H. pylori competes with the host for iron uptake through certain outer membrane proteins it possesses. It can affect host cell polarity locally. Through the synergistic action of its virulence factors, cytotoxin-associated gene A (CagA) and vacuolar cytotoxin A (VacA), H. pylori mislocalizes transferrin and transferrin receptor from the basolateral side of intestinal epithelial cells via cytoplasmic translocation pathway to the apical cell surfaces of the bacterial microcolony growth sites, resulting in an increased release of transferrin from the apical side of the cells, and facilitating the utilization of the iron contained in the holo-transferrin. The polarized epithelium is also used as a “filter” to protect itself from potential host toxicity defense molecules (Tan et al., 2011). Competition with the host for iron absorption further promotes H. pylori growth and gastrointestinal colonization. Flores et al. used knockout strains to elucidate that the Helicobacter pylori virulence factor CagA increases iron uptake and lysosomally unstable iron storage in infected adenocarcinoma gastric cell line (AGS) cells, a gastric epithelial cell line commonly utilized to simulate in vitro H. pylori infection, thereby interfering with intracellular iron homeostasis in AGS cells (Flores et al., 2017).

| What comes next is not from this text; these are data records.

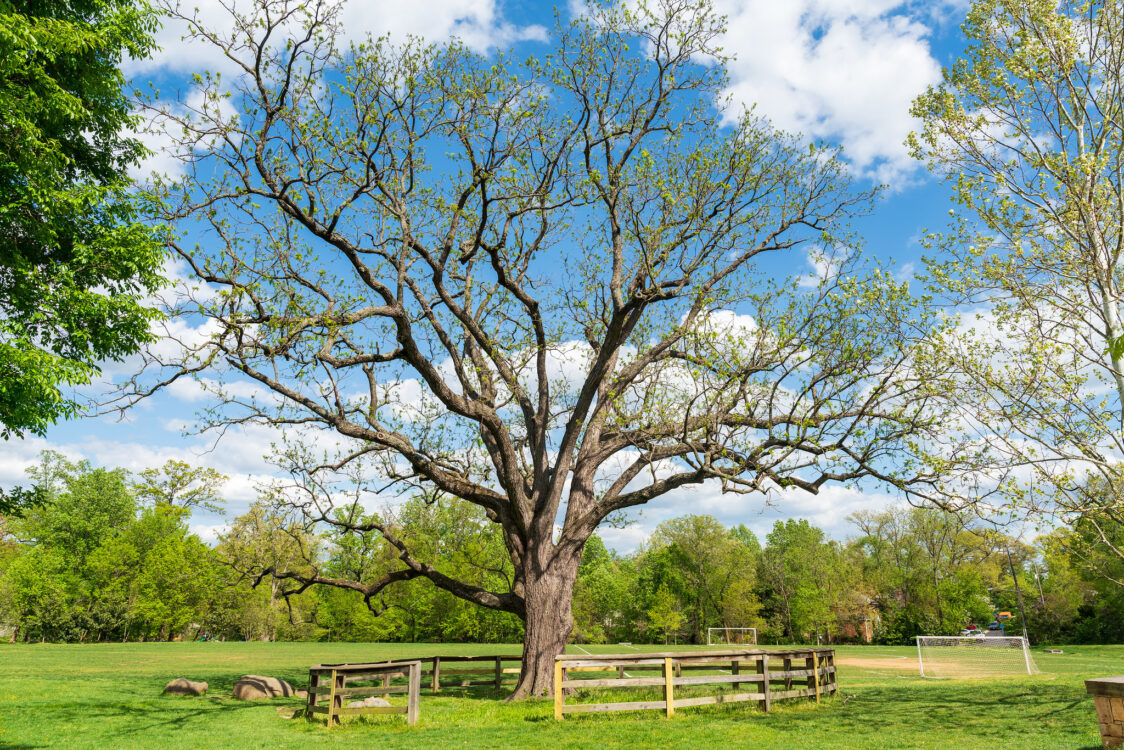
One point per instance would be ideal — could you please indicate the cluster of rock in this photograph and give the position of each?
(182, 686)
(251, 687)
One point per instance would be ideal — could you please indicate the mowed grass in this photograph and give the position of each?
(109, 696)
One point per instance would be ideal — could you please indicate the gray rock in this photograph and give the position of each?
(256, 687)
(183, 686)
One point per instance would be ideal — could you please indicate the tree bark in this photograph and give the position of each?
(547, 593)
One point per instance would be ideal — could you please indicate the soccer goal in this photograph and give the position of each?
(954, 656)
(731, 635)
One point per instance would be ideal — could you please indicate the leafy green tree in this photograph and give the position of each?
(87, 506)
(805, 579)
(600, 594)
(928, 572)
(180, 485)
(1027, 126)
(75, 258)
(718, 567)
(665, 615)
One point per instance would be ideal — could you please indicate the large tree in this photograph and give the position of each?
(553, 289)
(1029, 128)
(76, 261)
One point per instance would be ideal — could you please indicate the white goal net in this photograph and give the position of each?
(731, 635)
(952, 656)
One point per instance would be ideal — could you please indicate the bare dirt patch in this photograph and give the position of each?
(877, 662)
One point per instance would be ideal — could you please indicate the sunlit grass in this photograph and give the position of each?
(109, 696)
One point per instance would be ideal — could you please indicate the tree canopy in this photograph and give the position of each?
(545, 288)
(76, 258)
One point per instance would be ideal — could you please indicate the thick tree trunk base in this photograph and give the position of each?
(547, 624)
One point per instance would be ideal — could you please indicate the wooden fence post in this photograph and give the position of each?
(763, 670)
(809, 663)
(413, 697)
(558, 690)
(314, 683)
(333, 706)
(669, 683)
(815, 672)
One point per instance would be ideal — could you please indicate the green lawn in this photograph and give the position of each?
(109, 696)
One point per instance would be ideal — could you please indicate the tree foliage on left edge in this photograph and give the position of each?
(75, 259)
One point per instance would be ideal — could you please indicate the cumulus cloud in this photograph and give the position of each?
(845, 71)
(827, 509)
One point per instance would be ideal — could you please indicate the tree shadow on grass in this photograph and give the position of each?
(174, 713)
(993, 712)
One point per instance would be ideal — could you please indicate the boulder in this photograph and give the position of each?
(255, 687)
(183, 686)
(368, 703)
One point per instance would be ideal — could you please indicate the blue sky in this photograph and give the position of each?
(843, 71)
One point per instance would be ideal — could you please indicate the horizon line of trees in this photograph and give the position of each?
(110, 557)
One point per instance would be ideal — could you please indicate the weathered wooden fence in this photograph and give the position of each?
(490, 668)
(773, 675)
(331, 681)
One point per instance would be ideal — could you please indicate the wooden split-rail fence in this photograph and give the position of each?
(772, 675)
(335, 686)
(329, 683)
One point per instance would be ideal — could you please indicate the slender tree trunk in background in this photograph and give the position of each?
(547, 592)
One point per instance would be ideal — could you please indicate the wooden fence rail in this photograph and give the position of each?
(755, 668)
(495, 672)
(331, 681)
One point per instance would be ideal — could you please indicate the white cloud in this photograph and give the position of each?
(841, 70)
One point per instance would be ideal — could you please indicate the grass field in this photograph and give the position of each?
(109, 696)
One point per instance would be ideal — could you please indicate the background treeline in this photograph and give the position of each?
(107, 556)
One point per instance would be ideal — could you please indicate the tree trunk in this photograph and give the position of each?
(547, 594)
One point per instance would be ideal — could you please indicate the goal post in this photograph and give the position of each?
(968, 656)
(731, 635)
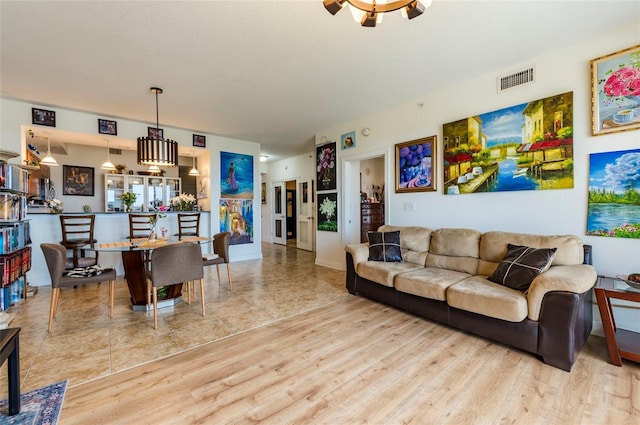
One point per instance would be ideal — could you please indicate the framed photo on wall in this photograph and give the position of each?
(77, 180)
(415, 165)
(326, 166)
(43, 117)
(615, 92)
(199, 141)
(107, 127)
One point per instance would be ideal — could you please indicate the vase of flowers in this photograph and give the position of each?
(55, 205)
(183, 202)
(128, 199)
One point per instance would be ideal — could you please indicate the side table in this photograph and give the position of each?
(9, 349)
(622, 344)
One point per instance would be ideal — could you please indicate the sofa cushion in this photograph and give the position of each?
(520, 265)
(414, 241)
(430, 282)
(478, 295)
(384, 246)
(493, 246)
(382, 272)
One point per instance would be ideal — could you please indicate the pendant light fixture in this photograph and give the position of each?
(157, 150)
(194, 171)
(108, 165)
(370, 12)
(49, 160)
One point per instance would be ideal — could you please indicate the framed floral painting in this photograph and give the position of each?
(615, 92)
(326, 166)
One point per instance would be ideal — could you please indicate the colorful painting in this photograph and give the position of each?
(326, 166)
(348, 140)
(328, 212)
(523, 147)
(236, 216)
(614, 194)
(615, 92)
(415, 165)
(236, 175)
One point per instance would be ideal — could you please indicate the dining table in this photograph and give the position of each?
(136, 255)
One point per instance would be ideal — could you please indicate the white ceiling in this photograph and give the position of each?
(273, 72)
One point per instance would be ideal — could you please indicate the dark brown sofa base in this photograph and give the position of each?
(564, 325)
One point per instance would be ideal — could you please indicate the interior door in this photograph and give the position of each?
(278, 214)
(304, 238)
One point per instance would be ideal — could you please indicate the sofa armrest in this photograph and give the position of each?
(359, 253)
(577, 278)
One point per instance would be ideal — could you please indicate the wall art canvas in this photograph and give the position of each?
(236, 175)
(78, 181)
(348, 140)
(614, 194)
(236, 216)
(326, 167)
(522, 147)
(328, 212)
(415, 165)
(615, 92)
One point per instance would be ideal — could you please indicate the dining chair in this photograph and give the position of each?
(55, 256)
(77, 232)
(220, 254)
(172, 264)
(140, 225)
(188, 224)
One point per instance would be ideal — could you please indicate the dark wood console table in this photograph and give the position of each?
(622, 344)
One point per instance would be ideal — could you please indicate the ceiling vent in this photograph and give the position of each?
(515, 79)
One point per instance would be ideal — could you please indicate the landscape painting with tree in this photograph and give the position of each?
(614, 194)
(523, 147)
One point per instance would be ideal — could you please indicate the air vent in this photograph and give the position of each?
(515, 79)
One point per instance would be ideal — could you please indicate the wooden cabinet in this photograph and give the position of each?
(151, 191)
(371, 217)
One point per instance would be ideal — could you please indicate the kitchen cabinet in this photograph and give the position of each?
(151, 191)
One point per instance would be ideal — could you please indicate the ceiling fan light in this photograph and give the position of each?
(333, 6)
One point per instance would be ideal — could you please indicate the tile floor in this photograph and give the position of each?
(85, 344)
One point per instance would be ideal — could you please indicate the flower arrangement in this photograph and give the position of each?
(326, 163)
(128, 198)
(623, 83)
(183, 202)
(55, 205)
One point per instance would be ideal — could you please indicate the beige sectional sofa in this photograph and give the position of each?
(443, 277)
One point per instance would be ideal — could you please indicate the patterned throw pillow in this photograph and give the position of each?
(83, 271)
(520, 265)
(385, 246)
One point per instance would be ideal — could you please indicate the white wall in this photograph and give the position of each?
(16, 117)
(541, 211)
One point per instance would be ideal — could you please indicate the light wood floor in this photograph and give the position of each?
(357, 361)
(289, 345)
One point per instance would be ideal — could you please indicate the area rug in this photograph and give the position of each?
(37, 407)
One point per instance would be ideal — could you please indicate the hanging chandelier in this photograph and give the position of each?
(156, 150)
(369, 13)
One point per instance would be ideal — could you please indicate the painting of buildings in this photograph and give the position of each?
(523, 147)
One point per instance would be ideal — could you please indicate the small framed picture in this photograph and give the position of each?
(199, 141)
(415, 165)
(155, 133)
(615, 92)
(43, 117)
(107, 127)
(348, 140)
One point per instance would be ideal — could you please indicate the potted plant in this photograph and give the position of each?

Furthermore, the expression of iron-inhibited outer membrane proteins (IROMPs) involved in iron acquisition is enhanced under iron deficiency conditions in specific H. pylori strains infecting IDA patients, suggesting that IDA strains may utilize large amounts of iron from the gastric mucosa, thereby promoting the development of IDA in iron-deficient hosts (Lee et al., 2009).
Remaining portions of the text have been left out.